Vous l’avez entendu, ils viennent de l’Évangile. Jean Baptiste est au bord du Jourdain. Il voit Jésus qui s’approche. Et là, il fait un geste simple mais important : il montre Jésus du doigt et dit à haute voix : « Voici l’Agneau de Dieu. »
Voici veut dire « regarde, il est là, tout près de toi. » Pas « là-bas, au loin » mais « ici, devant toi. » Jean Baptiste dit aux gens : « Attention, regardez bien qui est là ! C’est Jésus, l’Agneau de Dieu ! »
Mais pourquoi dire de Jésus que c’est un agneau ? Pourquoi comparer Jésus a un petit mouton, tout doux, tout innocent. Il ne fait de mal à personne.
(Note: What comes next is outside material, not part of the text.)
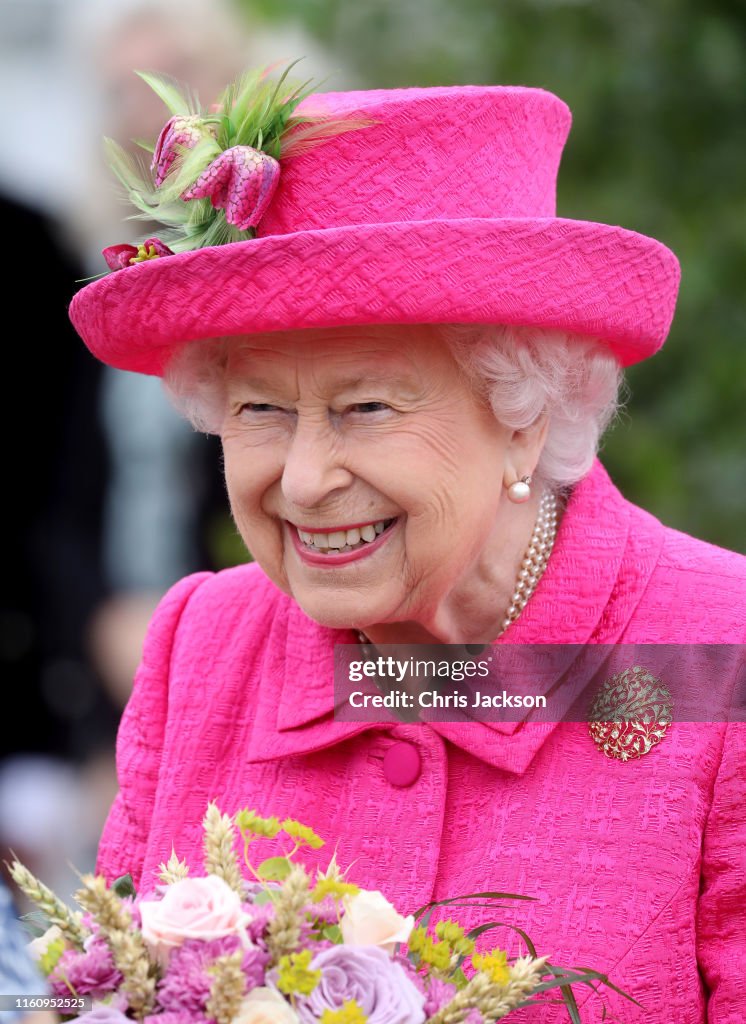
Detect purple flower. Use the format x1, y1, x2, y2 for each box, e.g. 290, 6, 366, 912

Dans la Bible, l’agneau a une signification importante. Au temps de Moïse, quand le peuple hébreu était esclave en Égypte, Dieu leur a demandé d’offrir un agneau pour être libérés. C’était comme un signe de leur amour pour Dieu.
Jésus est comme cet agneau. Il est doux, il est innocent, et surtout, il nous aime tellement qu’il donne sa vie pour nous libérer. Non pas de l’Égypte, mais de quelque chose de plus grave : le péché, c’est-à-dire de tout ce qui nous sépare de Dieu et des autres.
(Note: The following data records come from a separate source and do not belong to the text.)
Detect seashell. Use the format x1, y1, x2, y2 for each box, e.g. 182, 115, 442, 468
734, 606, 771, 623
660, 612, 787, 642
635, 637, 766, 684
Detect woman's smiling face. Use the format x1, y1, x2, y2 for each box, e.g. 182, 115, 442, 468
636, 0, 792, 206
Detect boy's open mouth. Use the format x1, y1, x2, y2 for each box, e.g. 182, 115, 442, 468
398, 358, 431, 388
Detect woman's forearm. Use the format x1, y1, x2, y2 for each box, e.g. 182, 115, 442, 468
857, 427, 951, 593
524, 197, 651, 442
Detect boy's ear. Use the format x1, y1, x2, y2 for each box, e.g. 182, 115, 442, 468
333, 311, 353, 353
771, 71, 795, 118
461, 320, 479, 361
« Voici l’Agneau de Dieu. » Jean Baptiste a dit ces mots il y a deux milles ans, là-bas au bord du Jourdain. Et bien, à chaque messe, le prêtre reprend exactement les mêmes mots !
Quand j’élève l’hostie consacrée et que je dis : « Voici l’Agneau de Dieu », je fais comme Jean Baptiste : je vous montre Jésus. La différence, c’est que Jean montrait Jésus qui marchait sur un chemin. Moi, je vous montre Jésus présent dans l’Eucharistie, dans cette hostie qui est devenue son Corps. Oui, Jésus est vraiment là, présent, et il vient nous rejoindre, il vient habiter dans notre cœur.
Après que j’ai dit : « Voici l’Agneau de Dieu », vous répondez tous ensemble : « Seigneur, je ne suis pas digne de te recevoir, mais dis seulement une parole et je serai guéri. »
« Je ne suis pas digne », ces mots nous permettent de reconnaitre que nous ne méritons pas un tel cadeau. Nous reconnaissons que nous sommes petits devant Dieu, que nous ne sommes pas parfaits… mais nous acceptons de l’accueillir quand même parce qu’il nous aime tellement qu’il vient malgré tout.
Vous vous préparer à faire votre première des Communions… mais ce n’est pas une fois que vous recevrez Jésus. C’est un cadeau qui nous est fait à chaque messe, au minimum chaque dimanche de notre vie.
Mais il y a un risque : c’est qu’après quelques temps, on s’habitue. On vient communier sans plus y penser vraiment. Alors, je vous demande aujourd’hui, enfants et adultes, de ne jamais perdre l’émerveillement. À chaque fois que vous entendrez « Voici l’Agneau de Dieu », souvenez-vous de Jean Baptiste au bord du Jourdain qui montre Jésus. Et dites-vous : « C’est vrai ! Jésus est là, tout près de moi, et il vient me rejoindre ! »
Dans quelques instants, j’élèverai l’hostie consacrée et je prononcerai ces paroles que Jean Baptiste a dites le premier : « Voici l’Agneau de Dieu. »
A vous qui préparez votre première communion, écoutez bien ces mots. Regardez bien. Bientôt, cet Agneau de Dieu viendra dans votre cœur pour la première fois. Préparez-lui une belle place.
Et vous, qui communiez depuis longtemps, que cela ne soit pas une simple routine. Que nos yeux s’ouvrent comme ceux de Jean Baptiste. Que nos cœurs s’émerveillent. Que nous reconnaissions vraiment celui qui vient à nous, l’Agneau de Dieu qui enlève les péchés du monde et qui désire faire sa demeure en nous. Amen.